As a quick aside, the semantics of volatile all depend on the platform/compiler. On some compilers like MSVC with IA64 architecture, the volatile keyword not only prevents the compiler from re-ordering operations, it also performs each read/write operation with acquire/release semantics, meaning there is a memory-barrier operation in effect. GCC on the other-hand only prevents the compiler from re-ordering operations before/after the read/write to the volatile memory location ... on platforms with weak-memory models, the acquire-release semantics are not maintained like they are with MSVC.

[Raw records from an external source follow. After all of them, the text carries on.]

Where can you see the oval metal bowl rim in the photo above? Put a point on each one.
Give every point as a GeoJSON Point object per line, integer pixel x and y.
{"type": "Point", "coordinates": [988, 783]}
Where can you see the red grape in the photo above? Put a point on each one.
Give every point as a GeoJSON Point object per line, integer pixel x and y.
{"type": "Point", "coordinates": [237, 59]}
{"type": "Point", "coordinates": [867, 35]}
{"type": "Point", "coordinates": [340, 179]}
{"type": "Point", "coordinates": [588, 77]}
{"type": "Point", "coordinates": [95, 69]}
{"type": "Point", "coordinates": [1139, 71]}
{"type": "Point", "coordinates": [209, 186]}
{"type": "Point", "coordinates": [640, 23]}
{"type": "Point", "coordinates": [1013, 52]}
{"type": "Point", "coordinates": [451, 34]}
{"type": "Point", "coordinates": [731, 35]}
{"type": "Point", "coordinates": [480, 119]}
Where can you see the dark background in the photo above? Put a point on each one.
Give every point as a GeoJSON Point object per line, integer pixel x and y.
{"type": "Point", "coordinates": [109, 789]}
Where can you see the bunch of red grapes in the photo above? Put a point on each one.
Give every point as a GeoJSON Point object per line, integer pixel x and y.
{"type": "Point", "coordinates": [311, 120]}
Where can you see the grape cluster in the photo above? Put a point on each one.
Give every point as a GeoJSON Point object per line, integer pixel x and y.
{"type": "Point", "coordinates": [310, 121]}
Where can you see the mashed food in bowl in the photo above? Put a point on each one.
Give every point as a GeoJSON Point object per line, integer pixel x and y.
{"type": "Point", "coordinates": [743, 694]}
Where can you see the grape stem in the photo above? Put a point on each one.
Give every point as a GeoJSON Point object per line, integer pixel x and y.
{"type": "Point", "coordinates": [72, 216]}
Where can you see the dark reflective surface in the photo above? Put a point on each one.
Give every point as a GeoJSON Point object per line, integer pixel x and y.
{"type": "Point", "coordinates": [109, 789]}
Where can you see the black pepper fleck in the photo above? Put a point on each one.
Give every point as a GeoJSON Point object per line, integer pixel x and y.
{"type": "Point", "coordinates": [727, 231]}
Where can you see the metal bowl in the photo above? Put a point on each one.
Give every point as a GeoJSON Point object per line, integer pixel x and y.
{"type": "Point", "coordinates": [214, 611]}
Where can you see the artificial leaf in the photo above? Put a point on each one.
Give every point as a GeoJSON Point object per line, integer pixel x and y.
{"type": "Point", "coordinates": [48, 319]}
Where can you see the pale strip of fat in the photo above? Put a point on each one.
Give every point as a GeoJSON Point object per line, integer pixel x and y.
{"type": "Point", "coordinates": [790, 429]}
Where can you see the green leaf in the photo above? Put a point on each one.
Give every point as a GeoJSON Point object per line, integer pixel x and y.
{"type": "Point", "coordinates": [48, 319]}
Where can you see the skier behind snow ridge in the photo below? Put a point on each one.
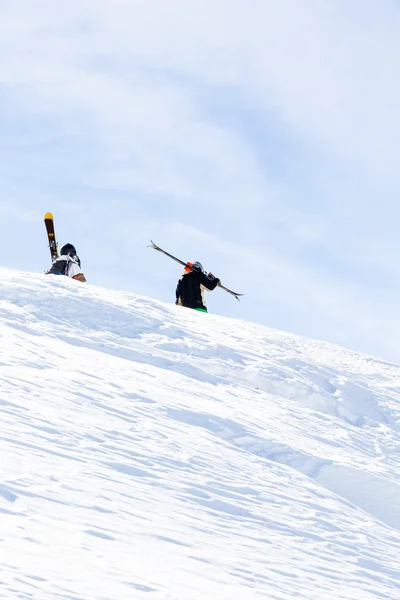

Now on x86, because of its strict-ordering memory model, the presence of memory barriers from the use of the volatile keyword aren't an issue, so the main penalty will simply be the lack of re-ordering and other optimizations that can be performed by the compiler. That being said, it will then depend on what your code looks like. For instance, if you have a tight-loop in your code, and certain volatile-qualified variables are actually loop-invariants, you're not going to get some of the optimizations that the compiler could do if those memory locations were qualified as non-volatile.

OTHER TIPS

The impact depends on the number of local variables and whatever the code does with them. I am sure one could make up an extreme example for a huge impact of volatile (e.g. declaring an array of volatile variables larger than CPU cache).

It seems that in practice no one wants to maintain code in which all variables have to be volatile. That means that the function containing setjmp is probably going to be small, probably containing just the setjmp stuff. In this case, there will be little or no volatile variables, and their "impact" should indeed be small.